Uzun dönemde dayanıklı sosyo-ekonomik yapılar oluşturmayı etkileyen değişkenleri bu bölümde ele alıyoruz: “Kapsayıcı kurumların” sürdürebilir kalkınmadaki etkilerine değineceğiz. Ülkemizde uzun yıllar sürdürülen mekan odaklı ve sektör bazlı teşvik sistemleri yerine “proje-odaklı teşvik sistemlerine” geçişin önemi üzerinde duracağız. Özellikle virüs salgını sonrasında, olağanüstü durumlara göre “sağlık sisteminin örgütlenmesinin” gündemdeki yerini sorgulayacağız. Tarım ve hayvancılık sektörü bağlamında “gıda arzının yeterliliği” konusuna değinmeler yapacağız. Sürdürülebilir “enerji arzı ve kalitesi” konusunun dayanıklı yapılar oluşturmadaki etkilerini irdeleyeceğiz. Ayrıca, “içme, kullanma ve sanayi suyu” konularının gelecek açısından önemiyle ilgili görüşlerimizi paylaşacağız.

Kapsayıcı kurumların önemi

Uzun dönemli dayanıklılığı “kapsayıcı kurumların” oluşturulması, korunması ve geliştirilmesi yaratır.
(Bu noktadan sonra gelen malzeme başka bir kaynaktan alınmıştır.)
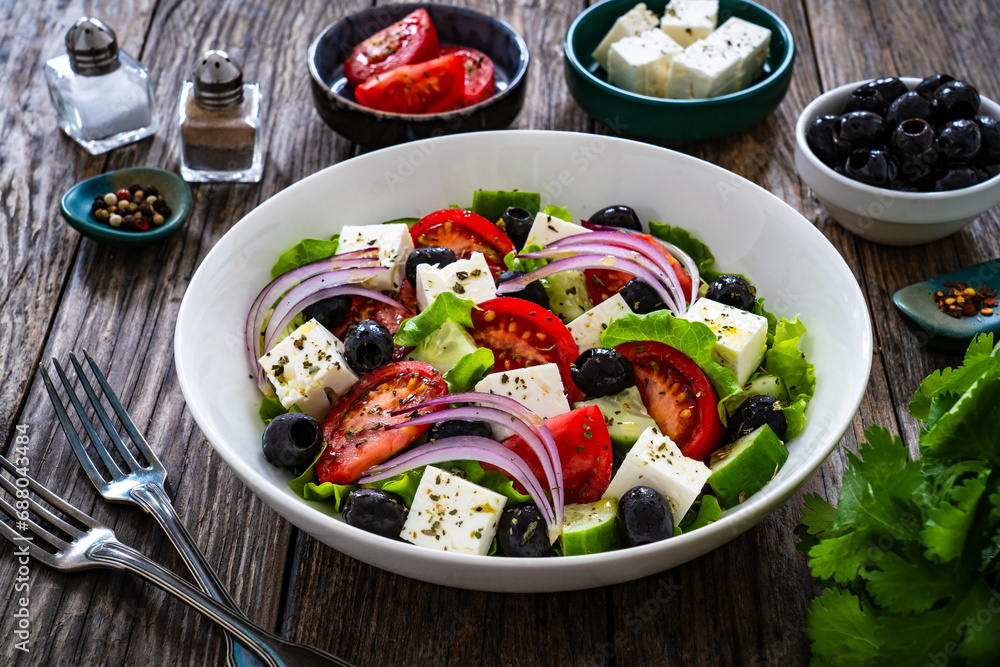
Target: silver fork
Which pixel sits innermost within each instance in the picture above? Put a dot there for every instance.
(139, 486)
(95, 546)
Kapsayıcı kurumlar toplumun “ortak varlıklarının güvencesidir” .

Kapsıyıcı kurum dediğimiz zaman yüklememiz gereken ilk değer “açık ve demokratik ilişkileri” olan yapıdır. İkinci bileşen “hesap verebilirlik” özgüvenidir. Diğer bileşenleri ise, “liyakata dayalı pozitif seleksiyon” yapması, “yönetimin negatif ayırım” yapmaması, “fikri ve sınai hakların korunması”, “hukuk sisteminin işlerliği”, “fırsat eşitliği” yaratması gibi insanları girişimciliğe özendiren etkenleri içerir.
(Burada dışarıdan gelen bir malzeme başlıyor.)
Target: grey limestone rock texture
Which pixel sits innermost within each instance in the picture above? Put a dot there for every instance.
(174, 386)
Kapsayıcı kurumların ayırt edici özelliği “geri bildirim döngüsünü işletmesi ve sapmaları şeffaf ortamda tartışabilme özgüvenine” sahip olmalarıdır. Kapsayıcı kurum, ortak varlıkları, hesaba kitaba dayalı kullanan, yaptıklarının da hesabını açık verebilen yapılardır.

Var olan kurumlarımızın ne kadar kapsayıcı olduğunu korkunun gölgesini düşürmeden sorgulayamıyor ve savunamıyorsak, uzun dönemli dayanıklılık yaratmamız o kadar zorlaşır. Eğer bu konuda örnek verilmesini isteyenler varsa, İsrail’de Haaretz gazetesinin yazarlarını izlemeli. Gidon Levi’nin ülkenin başta ordusu olmak üzere bütün diğer kurumlarına yönelttiği eleştirileri izlemeli, sonra da sormalıyız: “Benim ülkemde bu eleştirileri yapabilir miyim?”

Sorulan yorumun yanıtı “evet” ise ülkenin sosyo-ekonomik geleceğinin dayanıklı olduğunu söyleyebiliriz. Soruya “hayır” yanıtını veriyorsak, özgüveni olan kapsayıcı kurumları artırmanın yol ve yöntemlerini aramamızın ve hareket geçmemizin tam zamanıdır.

Proje odaklı teşvik sistemleri

Teşvik sistemleri biriken servet ve sermayenin dönüştürülmesinde etkin araçlardan biridir. Teşvik sistemleri, ülkenin stratejik ürünlerinin korunması ve geliştirilmesi için verilir. Teşvik sitemi, var olan ürünleri koruma ve geliştirme amacına yönelik olabileceği gibi, gelecek açısından önemli görülen yeni ürünleri ekleyerek ürün desenlerini dayanıklılık artıracak biçimde geliştirmeyi de öngörebilir.

Teşvik sistemleri, toplumun birikmiş ortak varlıklarını belli alanlara aktararak “cazibe” yaratma anlayışından hareket eder. Ülkemizde çok uzun zamandır teşvik sistemleri bölgeler arasında gelişmişlik farkını kapatmaya odaklı tasarlanmıştır. Bu yaklaşım, “cazibe bölgeleri” yaratmak için birçok ülkede da “anonsu kendinden büyük projeleri” gündeme getirmiştir. Bizde en tanınmışı olanı GAP’dır. Bildiğimiz kadarıyla başarılı olmuş olanı da pek yoktur.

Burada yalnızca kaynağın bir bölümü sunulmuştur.